Wednesday, February 12, 2014

The Black Bite

- Becky Gould Gibson
                 - Edith, a nun dying of the plague, speaks from her bed.

Take your salves candles
shriving basins I’ll not linger
among buckets bedsheets
foul boasters of the living
My bridegroom waits
I’ll meet him hoodless snood
unfastened. He’ll feed me figs
from a golden dish rub my feet
with henna blossoms
Dark spins on its axle
pinches my throat
Hags of death do not come
near me with your stinking rags
your sighs your psalters
Bury them in the southwest
garden freshly dug
for our brothers and sisters

Flea rat-rider
bog-lively guest
unbidden in your tight black coat
pin-prick so quick
they barely feel it
lovely leaps kiss in the night
So small so small
you’re hardly there at all
O flea one chosen
flea on her bolster
she’s your host your savior
You snack on those
least-looking Soon
she’ll leave you and your ilk
breath-robber death-jobber
Her sickness her salve
One bite takes her out of this world

Is that you Mother
come from ten other beds?
Take this bone needle best
in my thread-box I’ll not
need it where I’m going
no flax fields no meadows
no limbs brazen with apples
no teaching Aesica his alphabet
Three times he called out
in his dying Edith!
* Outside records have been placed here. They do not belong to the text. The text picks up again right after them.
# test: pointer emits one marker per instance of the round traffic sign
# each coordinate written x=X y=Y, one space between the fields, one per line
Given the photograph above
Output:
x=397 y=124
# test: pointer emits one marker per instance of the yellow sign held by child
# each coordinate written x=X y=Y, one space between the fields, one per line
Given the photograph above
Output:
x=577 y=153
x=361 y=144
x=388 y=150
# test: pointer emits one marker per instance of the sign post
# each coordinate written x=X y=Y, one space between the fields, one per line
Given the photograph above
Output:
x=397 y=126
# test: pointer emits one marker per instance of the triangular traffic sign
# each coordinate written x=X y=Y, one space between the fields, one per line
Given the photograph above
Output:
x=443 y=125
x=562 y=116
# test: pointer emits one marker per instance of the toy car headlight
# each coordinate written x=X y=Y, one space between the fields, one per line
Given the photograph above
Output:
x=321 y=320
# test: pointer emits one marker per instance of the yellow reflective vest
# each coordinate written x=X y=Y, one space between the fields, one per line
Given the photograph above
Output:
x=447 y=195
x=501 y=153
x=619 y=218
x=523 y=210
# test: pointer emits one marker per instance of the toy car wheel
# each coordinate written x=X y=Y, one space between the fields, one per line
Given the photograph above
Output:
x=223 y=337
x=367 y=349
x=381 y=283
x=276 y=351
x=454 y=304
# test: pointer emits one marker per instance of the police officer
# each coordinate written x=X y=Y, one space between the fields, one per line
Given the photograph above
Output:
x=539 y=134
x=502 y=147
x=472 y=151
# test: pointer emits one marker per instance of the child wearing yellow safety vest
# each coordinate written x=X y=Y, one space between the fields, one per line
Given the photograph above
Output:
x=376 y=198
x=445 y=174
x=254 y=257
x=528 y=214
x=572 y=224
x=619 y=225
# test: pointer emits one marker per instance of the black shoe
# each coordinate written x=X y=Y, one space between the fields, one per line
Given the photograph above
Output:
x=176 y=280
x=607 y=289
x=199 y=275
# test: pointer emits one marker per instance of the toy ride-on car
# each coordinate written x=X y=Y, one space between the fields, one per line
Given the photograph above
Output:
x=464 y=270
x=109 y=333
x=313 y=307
Edith!
Edith! I knew I’d be next
Wax-light tallow
nothing to day’s dawning
Will He want me
want me frankly?
Will He take me
blotched and swollen?
Let me shine not with fever
but with womanliness
Yes water
sweet swallow yes

from: Need-Fire . Copyright 2007.


  1. This is such a sad poem and powerful, too. I enjoyed it even as I was moved by the dying woman's words. Thanks for this, Snowball.

    1. She faced her death with defiance, ready to end her journey. I admire that strength. And you are very welcome, Susan.